Green light erupted from the wound like a detonating Skryre pressure-bomb. Glittik threw himself prone, wailing, as Stormvermin were reduced to ash. The cavern groaned as if in pain. Vasqueek’s Gnaw-beast reared in terror, throwing him from the saddle as it skittered away. A ghoulishly vast shape pulled itself from the cut in reality that the Varanguard’s corpse had become.
The daemon was a scratch upon the world. Its eyes shone with concentrated malice. Vasqueek could scent its foulness even over the cloying, pungent blend of his and the Grey Seer’s fear-musk.
‘Vacillators. Lack-a-wills.’ The Verminlord’s words were knives scraped over the mind. ‘Who dares summon almighty Chitterclaw? Which of Skour’s sludge-pawed broodlings seeks aid in pleasing the Prophet?’
Vasqueek’s gaze darted to Glittik. The Grey Seer was still blinking away the flare of summonation. The Clawlord saw his chance. He pointed at the sorcerer.
‘He did, most terrible of lords!’
Stepping from the fleshy wreckage of the sacrifice, the Verminlord reached down. It scooped up Glittik, incisors shearing off the Grey Seer’s head before it consumed the corpse. The daemon swallowed, green-black lightning crackling from its eyes.
The rattle of laughter drew Vasqueek’s eyes upwards from where he had buried them in the ground. Chitterclaw’s gaze flayed him to the core.
‘The Prophet chooses curious puppets.’ The daemon spoke as if tasting the words – as if tasting him. ‘But… malleable. You will suffice.’ Its nostrils flared. ‘War-scent I smell. Murder to make.’ It gave a slick chuckle. ‘Calm yourself. Your swarms will rend the man-things and crack their bones, as I command… as the Prophet wills.’ The Verminlord nodded, tail snaking. ‘Is that not why you allowed the Grey Seer his schemings: to pay the penalty for letting us walk this realm?’
Yes… yes, that was true, wasn’t it? Vasqueek had allowed Glittik his plots, and look at him now. As the lethal edge of panic was blunted, Vasqueek felt manic laughter ripple up his throat. He clamped down on it. His eyes shifted to the piles of flesh that had been the assorted priests of ruin.
‘Questions?’ Chitterclaw’s head cocked.
‘Only… only…’ Inside his muzzled helm, the Clawlord licked dry lips. His throat was hunger-raw now. ‘Why them, dread one? Why use the souls of Chaos-sworn to summon you?’
‘Because their time passes. Ours comes. We are amongst them now, seated on their pantheon,’ Chitterclaw said, breath steaming like poison wind. ‘They scorned us, made us skitter in the shadows. Fear-filled they were, because they knew we were their antithesis. Our swarms kill with frenzy, but no rage. We scheme not for change but for changeless mastery. We defile without bringing new life. We consume without joy. Yes-yes, always have we been the rats gnawing in their bellies. They will learn this no less than the shining man-things, in this new age. We will use the Chaos-sworn, grind our foes to ruin with them. Then we shall gnash-feast on their bones too.’

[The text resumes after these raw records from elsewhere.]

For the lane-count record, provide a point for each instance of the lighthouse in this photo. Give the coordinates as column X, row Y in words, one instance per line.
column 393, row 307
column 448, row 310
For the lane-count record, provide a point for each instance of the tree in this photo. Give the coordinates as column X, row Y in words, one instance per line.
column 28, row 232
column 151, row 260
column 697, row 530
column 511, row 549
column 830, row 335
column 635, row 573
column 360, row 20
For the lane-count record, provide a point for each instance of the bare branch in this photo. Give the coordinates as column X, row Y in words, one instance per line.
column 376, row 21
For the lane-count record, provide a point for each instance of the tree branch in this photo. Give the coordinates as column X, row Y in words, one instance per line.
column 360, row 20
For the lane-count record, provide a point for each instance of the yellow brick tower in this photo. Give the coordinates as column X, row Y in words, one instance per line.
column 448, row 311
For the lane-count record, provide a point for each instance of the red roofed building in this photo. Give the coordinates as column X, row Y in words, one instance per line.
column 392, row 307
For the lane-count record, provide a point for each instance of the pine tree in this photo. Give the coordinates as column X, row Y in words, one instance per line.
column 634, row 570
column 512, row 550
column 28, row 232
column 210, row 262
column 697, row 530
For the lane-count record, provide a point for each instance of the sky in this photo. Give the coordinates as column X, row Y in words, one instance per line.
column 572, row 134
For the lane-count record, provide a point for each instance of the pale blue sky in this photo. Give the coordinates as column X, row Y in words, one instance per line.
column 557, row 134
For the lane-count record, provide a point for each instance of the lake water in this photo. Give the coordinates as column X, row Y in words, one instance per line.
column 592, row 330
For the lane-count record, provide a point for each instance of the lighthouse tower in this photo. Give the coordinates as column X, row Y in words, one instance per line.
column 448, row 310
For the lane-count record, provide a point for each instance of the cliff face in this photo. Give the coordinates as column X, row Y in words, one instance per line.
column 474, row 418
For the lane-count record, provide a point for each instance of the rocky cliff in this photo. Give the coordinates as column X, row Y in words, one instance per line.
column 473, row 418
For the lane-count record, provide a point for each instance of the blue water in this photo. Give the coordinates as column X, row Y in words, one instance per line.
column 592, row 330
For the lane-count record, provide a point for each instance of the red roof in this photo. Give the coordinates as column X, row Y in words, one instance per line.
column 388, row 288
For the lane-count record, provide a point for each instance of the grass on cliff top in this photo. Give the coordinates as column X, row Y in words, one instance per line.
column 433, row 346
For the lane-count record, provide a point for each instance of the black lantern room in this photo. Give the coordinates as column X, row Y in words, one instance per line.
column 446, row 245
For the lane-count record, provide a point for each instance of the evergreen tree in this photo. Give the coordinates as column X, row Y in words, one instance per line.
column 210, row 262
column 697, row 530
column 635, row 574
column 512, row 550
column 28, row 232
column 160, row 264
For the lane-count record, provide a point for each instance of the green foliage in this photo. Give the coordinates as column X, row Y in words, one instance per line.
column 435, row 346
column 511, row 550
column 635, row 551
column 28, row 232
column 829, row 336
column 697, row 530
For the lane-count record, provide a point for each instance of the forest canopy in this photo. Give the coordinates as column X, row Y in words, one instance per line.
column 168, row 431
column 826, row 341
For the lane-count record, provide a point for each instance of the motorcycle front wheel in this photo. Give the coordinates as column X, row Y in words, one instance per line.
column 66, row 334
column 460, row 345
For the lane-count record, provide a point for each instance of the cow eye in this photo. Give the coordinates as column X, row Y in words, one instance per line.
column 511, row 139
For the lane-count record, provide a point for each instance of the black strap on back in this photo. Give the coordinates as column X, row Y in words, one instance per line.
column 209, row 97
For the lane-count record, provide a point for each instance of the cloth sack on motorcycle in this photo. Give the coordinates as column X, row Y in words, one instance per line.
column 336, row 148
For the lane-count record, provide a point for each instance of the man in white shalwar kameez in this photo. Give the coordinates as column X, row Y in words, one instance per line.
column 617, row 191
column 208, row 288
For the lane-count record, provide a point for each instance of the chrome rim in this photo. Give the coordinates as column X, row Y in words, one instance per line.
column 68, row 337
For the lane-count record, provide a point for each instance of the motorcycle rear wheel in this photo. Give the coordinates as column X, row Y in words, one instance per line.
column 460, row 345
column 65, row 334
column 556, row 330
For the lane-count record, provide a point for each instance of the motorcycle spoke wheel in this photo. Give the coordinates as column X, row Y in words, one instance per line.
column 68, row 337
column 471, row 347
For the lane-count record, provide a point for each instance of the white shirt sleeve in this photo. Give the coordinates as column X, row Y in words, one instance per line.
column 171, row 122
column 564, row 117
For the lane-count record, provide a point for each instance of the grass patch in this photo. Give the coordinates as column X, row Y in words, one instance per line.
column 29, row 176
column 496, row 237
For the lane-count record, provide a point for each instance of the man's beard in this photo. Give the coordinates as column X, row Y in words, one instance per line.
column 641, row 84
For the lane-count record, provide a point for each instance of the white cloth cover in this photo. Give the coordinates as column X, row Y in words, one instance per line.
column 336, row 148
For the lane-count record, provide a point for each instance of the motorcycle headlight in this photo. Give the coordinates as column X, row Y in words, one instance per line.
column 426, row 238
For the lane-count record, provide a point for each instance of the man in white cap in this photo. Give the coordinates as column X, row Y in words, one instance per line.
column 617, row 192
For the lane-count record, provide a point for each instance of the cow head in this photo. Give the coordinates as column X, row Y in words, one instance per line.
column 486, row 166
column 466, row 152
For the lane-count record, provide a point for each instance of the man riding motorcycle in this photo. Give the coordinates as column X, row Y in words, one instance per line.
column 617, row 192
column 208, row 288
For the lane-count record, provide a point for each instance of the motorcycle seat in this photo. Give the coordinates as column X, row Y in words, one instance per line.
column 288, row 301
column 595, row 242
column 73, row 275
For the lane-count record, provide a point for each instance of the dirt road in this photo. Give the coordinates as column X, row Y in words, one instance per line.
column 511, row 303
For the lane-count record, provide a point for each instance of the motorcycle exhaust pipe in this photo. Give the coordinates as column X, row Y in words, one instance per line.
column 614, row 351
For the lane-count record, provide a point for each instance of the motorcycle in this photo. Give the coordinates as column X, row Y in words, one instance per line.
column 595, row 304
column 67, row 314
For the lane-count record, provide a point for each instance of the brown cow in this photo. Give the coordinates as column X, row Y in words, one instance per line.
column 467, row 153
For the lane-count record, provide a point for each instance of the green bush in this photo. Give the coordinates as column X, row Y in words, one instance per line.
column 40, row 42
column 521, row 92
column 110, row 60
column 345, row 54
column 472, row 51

Slowly, the daemon approached the Clawlord and raised a talon. It settled upon Vasqueek’s face. Fear flushed through the Clawlord, visions of his throat being slit and blood spraying forth. Instead, Chitterclaw unhooked the chieftain’s muzzle. It clattered to the ground with a clang. Vasqueek gasped, chewing and gnashing at the air, ravenous saliva spilling free. The bells were almost deafening now.
‘Now rise, spawn-of-ours,’ Chitterclaw chuckled. ‘Always let us gnaw this world to ruin.’